Only installs with supervisor are capable of updating themselves. On installs without supervisor users must manage updates of Home Assistant themselves. And there are no addons to update.

— Reply to this email directly, view it on GitHub https://github.com/home-assistant/supervisor/issues/4341#issuecomment-1577069481, or unsubscribe https://github.com/notifications/unsubscribe-auth/ADVTB4N3FP4X5MCMMJOOAOTXJX7DPANCNFSM6AAAAAAY2VL4KM . You are receiving this because you authored the thread.Message ID: @.***>

-- Paul Lutus http://arachnoid.com

lutusp commented 1 year ago

On Mon, Jun 5, 2023 at 11:31 AM Mike Degatano @.***> wrote:

An alternative would be to queue pending updates and only allow one to proceed at a time. In this case, all three updates proceeded in parallel, which in retrospect seems like a recipe for disaster.

Just to note - yes this is correct. I mean as a bugfix I'd probably just reject update requests if another one was already pending. But given more time to implement a proper enhancement, an update queue makes sense.

That being said, I would prefer to allow updates to proceed in parallel. Since I was under the impression they already could (and do use that feature). So steps to reproduce would really help.

Yes, true, but as described elsewhere, no relevant log entries, so no way to trace the failure. This is why I think a prevention scheme is the best remedy under the circumstances -- some way to prevent multiple simultaneous updates.

— Reply to this email directly, view it on GitHub https://github.com/home-assistant/supervisor/issues/4341#issuecomment-1577273050, or unsubscribe https://github.com/notifications/unsubscribe-auth/ADVTB4OE3P7T6LWPU5L3MTLXJYQXVANCNFSM6AAAAAAY2VL4KM . You are receiving this because you authored the thread.Message ID: @.***>

-- Paul Lutus http://arachnoid.com

agners commented 1 year ago

@mdegat01 updating Supervisor and HAOS at the same time could be an interesting combination I guess, as we don't know when exactly the OS starts rebooting after update :cold_face: It typically happens quite quickly, so the other updates might be in the middle of things...

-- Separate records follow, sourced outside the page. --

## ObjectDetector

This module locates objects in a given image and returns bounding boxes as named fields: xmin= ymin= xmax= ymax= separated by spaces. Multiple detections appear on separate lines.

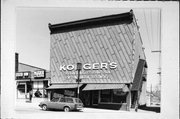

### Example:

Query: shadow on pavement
xmin=85 ymin=106 xmax=119 ymax=111
xmin=138 ymin=105 xmax=160 ymax=113
xmin=43 ymin=109 xmax=83 ymax=112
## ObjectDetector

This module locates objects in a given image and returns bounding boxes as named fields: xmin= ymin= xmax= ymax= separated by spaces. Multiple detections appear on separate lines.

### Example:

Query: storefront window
xmin=33 ymin=81 xmax=43 ymax=89
xmin=33 ymin=81 xmax=43 ymax=98
xmin=112 ymin=89 xmax=127 ymax=103
xmin=34 ymin=89 xmax=42 ymax=97
xmin=64 ymin=90 xmax=75 ymax=97
xmin=100 ymin=89 xmax=127 ymax=103
xmin=53 ymin=92 xmax=64 ymax=98
xmin=17 ymin=84 xmax=25 ymax=93
xmin=100 ymin=90 xmax=111 ymax=102
xmin=53 ymin=90 xmax=64 ymax=98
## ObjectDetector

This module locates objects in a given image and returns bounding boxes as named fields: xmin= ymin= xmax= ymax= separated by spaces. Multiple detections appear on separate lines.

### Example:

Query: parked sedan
xmin=39 ymin=97 xmax=84 ymax=112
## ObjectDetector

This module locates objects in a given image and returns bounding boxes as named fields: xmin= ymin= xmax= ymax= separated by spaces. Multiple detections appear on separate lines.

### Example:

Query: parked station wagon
xmin=39 ymin=97 xmax=84 ymax=112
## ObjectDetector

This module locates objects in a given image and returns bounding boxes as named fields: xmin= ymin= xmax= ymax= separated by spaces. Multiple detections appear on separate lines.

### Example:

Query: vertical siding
xmin=50 ymin=21 xmax=144 ymax=84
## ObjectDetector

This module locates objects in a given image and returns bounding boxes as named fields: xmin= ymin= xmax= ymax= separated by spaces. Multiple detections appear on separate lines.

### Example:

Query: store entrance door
xmin=92 ymin=90 xmax=98 ymax=105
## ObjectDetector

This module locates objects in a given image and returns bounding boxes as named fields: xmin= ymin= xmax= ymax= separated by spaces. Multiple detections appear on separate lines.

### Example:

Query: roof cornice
xmin=48 ymin=10 xmax=134 ymax=34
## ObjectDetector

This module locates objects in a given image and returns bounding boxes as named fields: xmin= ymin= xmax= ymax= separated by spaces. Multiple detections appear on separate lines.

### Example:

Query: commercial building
xmin=47 ymin=10 xmax=147 ymax=110
xmin=15 ymin=53 xmax=50 ymax=99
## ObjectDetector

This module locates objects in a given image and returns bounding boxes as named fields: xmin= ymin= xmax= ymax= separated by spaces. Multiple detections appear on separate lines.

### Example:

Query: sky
xmin=16 ymin=7 xmax=161 ymax=90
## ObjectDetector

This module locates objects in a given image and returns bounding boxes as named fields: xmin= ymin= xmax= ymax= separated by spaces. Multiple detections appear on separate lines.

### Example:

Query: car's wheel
xmin=42 ymin=104 xmax=48 ymax=111
xmin=64 ymin=107 xmax=70 ymax=112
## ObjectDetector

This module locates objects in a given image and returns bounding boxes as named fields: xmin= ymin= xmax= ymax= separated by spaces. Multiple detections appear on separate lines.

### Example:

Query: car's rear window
xmin=65 ymin=98 xmax=73 ymax=103
xmin=75 ymin=98 xmax=82 ymax=103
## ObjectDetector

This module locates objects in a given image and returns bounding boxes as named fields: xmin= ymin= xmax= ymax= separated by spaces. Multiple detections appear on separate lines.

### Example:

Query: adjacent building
xmin=15 ymin=53 xmax=50 ymax=99
xmin=47 ymin=10 xmax=147 ymax=110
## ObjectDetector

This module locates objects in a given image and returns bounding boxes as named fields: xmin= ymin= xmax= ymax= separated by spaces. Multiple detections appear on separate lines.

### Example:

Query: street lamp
xmin=76 ymin=63 xmax=82 ymax=99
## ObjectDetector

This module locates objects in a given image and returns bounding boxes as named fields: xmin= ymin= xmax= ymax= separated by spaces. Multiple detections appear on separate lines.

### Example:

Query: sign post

That said, all updates should actually be resilient to interruptions, I'd say :thinking:

mdegat01 commented 1 year ago

updating Supervisor and HAOS at the same time could be an interesting combination I guess

@agners Not possible, at least not anymore. It used to be (I don't know how out of date the OPs system was) but now if supervisor is out of date all other updates are blocked until it is up to date. Including HAOS.

But that could be a problem for other things. We don't currently block updates of addons and plugins while OS is updating or vice versa. I thought OS had a timeout to give supervisor a chance to cleanly stop before killing it though? Supervisor won't come to a clean stop until those tasks have finished.

If we think that is a problem I can certainly put in something to prevent that.

github-actions[bot] commented 1 year ago

There hasn't been any activity on this issue recently. Due to the high number of incoming GitHub notifications, we have to clean some of the old issues, as many of them have already been resolved with the latest updates. Please make sure to update to the latest version and check if that solves the issue. Let us know if that works for you by adding a comment 👍 This issue has now been marked as stale and will be closed if no further activity occurs. Thank you for your contributions.